Tuesday, August 31, 2010


Writing in Style

You're a writer, right? Why should you have to concern yourself with style? And why does your editor insist on those blasted serial commas? Does he ever need a life ...

"A foolish consistency" may be "the hobgoblin of little minds," but there is nothing foolish about saving the writer or the company time, money, and face. A good editor will follow the house style of the publishing house or follow one particular style guide, because it provides clear standards for producing documents. No time is wasted in settling arguments or checking to see how something was treated ten pages ago. (Was it "Solicitor General" or "solicitor-general?" And, damn it, shouldn't that question mark come after the quotation mark?) If every editor on the project (from the substantive editor to the proofreader) knows which style guide to follow, the result is a consistent and professional manuscript. If you insist on exceptions, do not be surprised to see errors in the final product.

Contrary to what your grade five teacher may have told you, there are no editorial absolutes. One style guide will differ from another. Your editor is not insisting on being "right" all the time, but on being consistent. She does not want to reinvent the wheel.

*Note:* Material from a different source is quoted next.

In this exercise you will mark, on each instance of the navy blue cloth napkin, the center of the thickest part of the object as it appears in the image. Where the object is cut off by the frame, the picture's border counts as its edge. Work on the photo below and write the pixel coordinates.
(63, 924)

The first publishing house I worked for followed The Chicago Manual of Style (now available on-line for a subscription). I bit the bullet and shelled out $75 some twenty-five-odd years ago, and practically memorized its eight hundred pages. Mind you, The Canadian Press Style Guide may tell you that should be "800 pages," but the point is that if I say "eight hundred" on page 40, I want to stick with "eight hundred" on page 275. Get the idea?

I recall my Roman history prof telling the class that he had already "forgotten more about the Gauls" than the class would learn about those feisty ancients that semester. And the same goes for your editor. That stylish devil using Word's tracked changes has crammed into her brain the fifty ways to use your capital letters, and forgotten more about full caps vs small caps than you will ever need to know. And more than that, she has done this so that you can concentrate on what you do best: write. So give it a rest.

Fashions change, but good writing has a style of its own.